La ministre du Tourisme et des Antiquités voit un bel avenir pour le tourisme religieux, notant un nouvel engouement pour les pèlerinages. Tous les papes sont venus en Jordanie et la moitié des dix sites approuvés par le Vatican se trouvent dans le Royaume. Surfant sur cette dynamique, celui du Baptême du Christ s’est récemment enrichi d’un nouveau bâtiment catholique, l’Eglise du Baptême du Seigneur, inauguré début janvier par le cardinal Pietro Parolin, secrétaire d’Etat du Vatican. Dans les prochaines années, six nouvelles églises s’ajouteront aux six déjà construites sur le site.
Le Mont Nebo, Mukawir, Jerash, Petra... : 85% des touristes viennent aujourd’hui pour des raisons culturelles et patrimoniales dans ce pays cosmopolite que l’on qualifie souvent de « musée à ciel ouvert». Mais la ministre veut aussi capitaliser sur la beauté et la diversité de la nature alliée à l’hospitalité locale, via notamment les circuits de trail. Des paysages grandioses et diversifiés que mettent d’ailleurs en avant de grands événements sportifs comme le Petra Wadi-Rum Trail Challenge et le Marathon des Sables, qui ont été maintenus l’an dernier sans problèmes de sécurité.
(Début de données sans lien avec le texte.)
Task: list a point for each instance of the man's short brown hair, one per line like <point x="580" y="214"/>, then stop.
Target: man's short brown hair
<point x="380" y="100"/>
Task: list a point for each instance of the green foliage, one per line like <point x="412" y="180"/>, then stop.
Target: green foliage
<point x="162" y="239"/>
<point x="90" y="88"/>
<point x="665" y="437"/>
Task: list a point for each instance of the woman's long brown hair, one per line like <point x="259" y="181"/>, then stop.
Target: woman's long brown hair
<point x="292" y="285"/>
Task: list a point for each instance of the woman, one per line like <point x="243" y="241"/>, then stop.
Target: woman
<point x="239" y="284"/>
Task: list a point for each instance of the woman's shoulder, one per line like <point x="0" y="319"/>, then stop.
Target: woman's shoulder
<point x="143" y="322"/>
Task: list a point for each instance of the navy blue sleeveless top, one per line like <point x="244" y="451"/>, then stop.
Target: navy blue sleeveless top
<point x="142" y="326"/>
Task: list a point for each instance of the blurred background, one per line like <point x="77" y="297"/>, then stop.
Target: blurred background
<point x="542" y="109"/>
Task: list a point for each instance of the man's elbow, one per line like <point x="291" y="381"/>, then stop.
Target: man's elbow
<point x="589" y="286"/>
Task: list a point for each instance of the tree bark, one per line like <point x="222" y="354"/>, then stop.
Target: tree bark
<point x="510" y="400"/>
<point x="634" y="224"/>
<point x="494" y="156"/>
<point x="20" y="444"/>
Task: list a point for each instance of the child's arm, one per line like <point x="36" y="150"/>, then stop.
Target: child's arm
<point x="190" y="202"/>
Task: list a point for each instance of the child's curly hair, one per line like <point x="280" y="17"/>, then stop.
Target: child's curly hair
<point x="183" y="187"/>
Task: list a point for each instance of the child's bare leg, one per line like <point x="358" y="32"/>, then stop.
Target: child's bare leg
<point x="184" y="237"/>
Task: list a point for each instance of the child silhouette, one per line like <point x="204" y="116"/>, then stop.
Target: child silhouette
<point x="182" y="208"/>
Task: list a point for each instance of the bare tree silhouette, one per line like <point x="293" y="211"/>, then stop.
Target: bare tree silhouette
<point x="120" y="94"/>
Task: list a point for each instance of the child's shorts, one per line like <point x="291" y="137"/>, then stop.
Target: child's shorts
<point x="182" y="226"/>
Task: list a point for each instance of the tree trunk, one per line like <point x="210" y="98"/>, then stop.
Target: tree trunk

Moins connu, «la Jordanie est aussi une place attractive pour le tourisme médical et thermal » , fait valoir Lina Annab décidée à jouer davantage cette carte verte. Capacité à attirer, à innover, à accueillir... : la Jordanie continue de séduire. Le Royaume a d'ailleurs reçu il y a quelque semaines à Pékin le prix de la « meilleure destination touristique au monde », décerné dans le cadre des Luxury Times 2024 Awards.